The answer satisfied my 3-year-old, and he fell asleep. I lay awake for a while, though, thinking about how wise my son is, and how in 3 years he knows more about following Christ than I’ve learned in all my 29. My legs are too short too, my courage too meager, my faith too small, my heart too shriveled. Even when he matches his steps to mine I can barely keep up.

It’s been an ugly week all around, I think. Online and in real life. Sometimes it’s hard to remember that none of us have the answers, and no one’s always right. Joseph Bottum’s legs were too short this week, and so were mine. So were most of the people’s who responded to us.

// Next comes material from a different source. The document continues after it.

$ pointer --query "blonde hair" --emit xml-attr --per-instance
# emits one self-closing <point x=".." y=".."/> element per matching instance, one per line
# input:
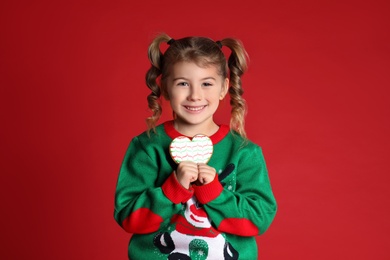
<point x="204" y="52"/>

So were Michael Voris’s, for that matter, and most of the people who responded to him. Sometimes our legs are so short that it feels like we can’t even move them at all, that we can only sit here and wait for someone to drag us along.

But mostly we don’t drag each other. Mostly we point fingers and mock and jeer, and celebrate mourn the fall of another erstwhile “faithful” Catholic. The people who are willing to knuckle under and drag someone else are few and far between, in the rare company of the Good Samaritan and Simon of Cyrene.

God, that I could learn to be good enough to drag my fellow man. I have trouble just forcing my legs to be long enough to reach the ground, never mind having the kind of strength it would take to carry someone else.